The series also "resulted in vastly improved conditions" for agricultural migrant laborers and "tightened state regulations" governing their working conditions.

He won an award of merit from the Florida Public Health Association in 1959 and the Service to Mankind award in 1961. He was named to the Horticultural Hall of Fame in 1976 and selected as foremost gardening writer by the American Association of Nurserymen in 1978. He was also a New York State Center for Migrant Studies fellow at the State University of New York at Geneseo.

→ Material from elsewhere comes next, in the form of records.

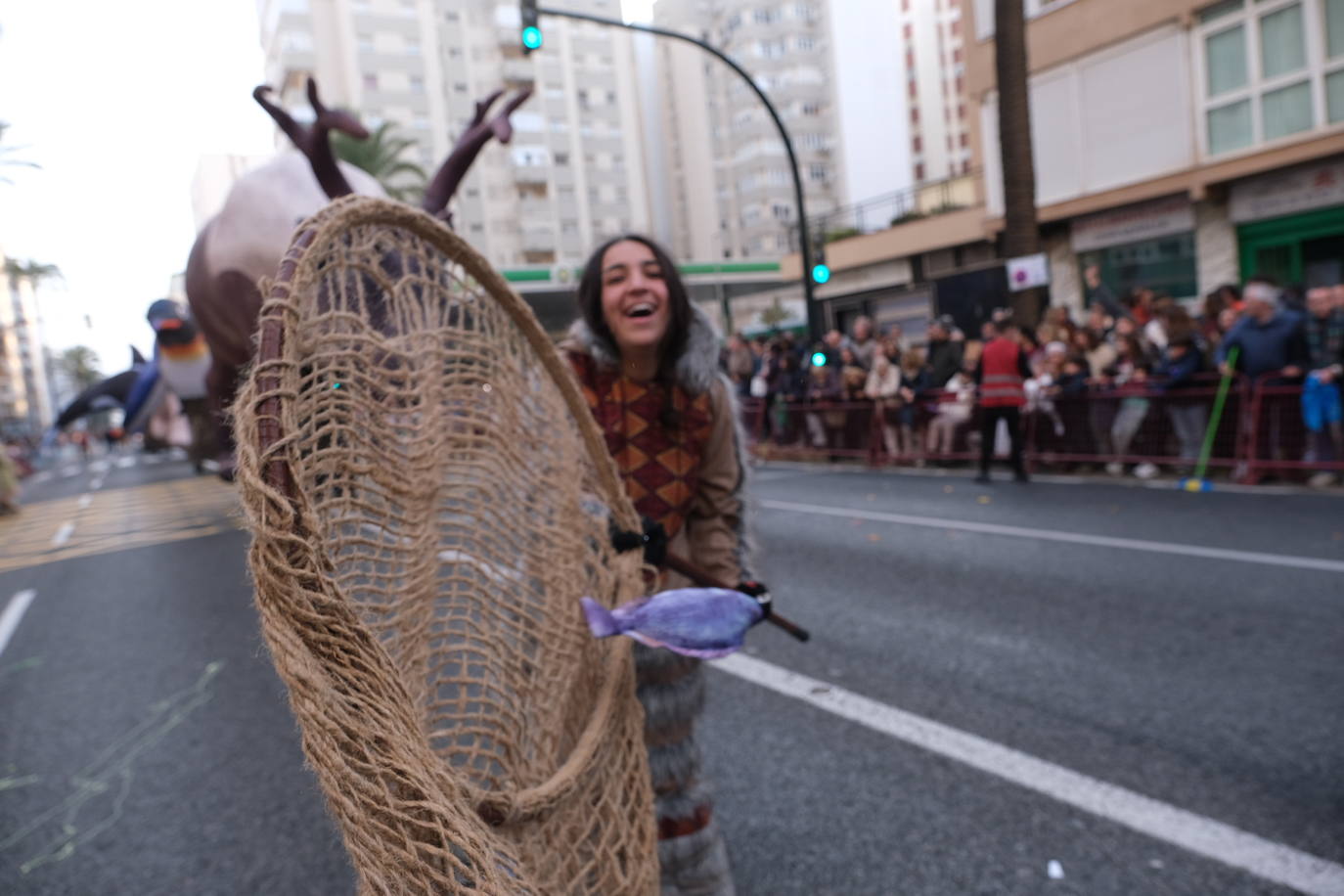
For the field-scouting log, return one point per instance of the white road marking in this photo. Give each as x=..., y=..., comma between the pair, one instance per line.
x=13, y=612
x=1073, y=538
x=64, y=533
x=1143, y=814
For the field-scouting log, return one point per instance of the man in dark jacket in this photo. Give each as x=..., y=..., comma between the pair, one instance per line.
x=946, y=347
x=1272, y=352
x=1269, y=337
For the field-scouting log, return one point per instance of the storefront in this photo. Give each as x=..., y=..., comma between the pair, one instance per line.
x=1145, y=245
x=1290, y=225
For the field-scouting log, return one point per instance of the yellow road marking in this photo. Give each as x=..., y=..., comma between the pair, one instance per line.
x=118, y=520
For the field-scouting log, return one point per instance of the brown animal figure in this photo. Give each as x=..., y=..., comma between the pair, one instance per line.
x=250, y=234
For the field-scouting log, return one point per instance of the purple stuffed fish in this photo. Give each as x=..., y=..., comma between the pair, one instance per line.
x=695, y=622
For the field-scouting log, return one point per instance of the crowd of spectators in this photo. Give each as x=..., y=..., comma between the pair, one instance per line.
x=1131, y=377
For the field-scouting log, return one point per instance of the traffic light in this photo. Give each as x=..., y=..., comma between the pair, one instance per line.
x=820, y=270
x=531, y=34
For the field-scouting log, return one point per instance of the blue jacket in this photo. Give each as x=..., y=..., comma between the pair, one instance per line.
x=1266, y=347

He reportedly also won "several awards as a garden writer and columnist."

==Personal life==
He married Anne McCarron on June 21, 1938. They had four children, Garrett, Parris, Antony, and William. He married Micheline Mathews on November 26, 1965. Micheline was formerly married to John F. Mathews, with whom she had a daughter, Van Smith's stepdaughter, Micheline Mary Mathews. The stepdaughter taught bacteriology at Harvard Medical School and married Dr. Robert Steele Roth in 1966.

==Death==
He died in a four-vehicle auto accident in Jacksonville, Florida, which also injured his wife, Micheline. He was driving his 1986 Honda Accord when it struck two other cars on the Trout River Bridge, then hit the rear end of a flatbed truck that was approaching a toll plaza in a northbound lane of Interstate 95. Investigators speculated that Van Smith had blacked out at the wheel. He and his wife were taken by air ambulance to University Hospital, where he was pronounced dead.

==Tributes==
After his death, an editor of the Sun-Sentinel, Barc Bowman, described Van Smith as a man who "really had a genuine sense of compassion for the poor people and the people who, not from their own fault, led tough lives....Anyone can write about those things, but Howard was someone who really felt for the people he wrote about." Vern Williams, an assistant editor at the Miami News, called the series of articles "a work of the heart," adding that "Howard was an editor with an extraordinary ability to encourage writers to look beneath the surface of the town`s troubles and triumphs....He was also a very compassionate writer himself." Van Smith's former city editor at the Miami News, John McMullan, said that Van Smith had been "devoted to accuracy and had a high social conscience."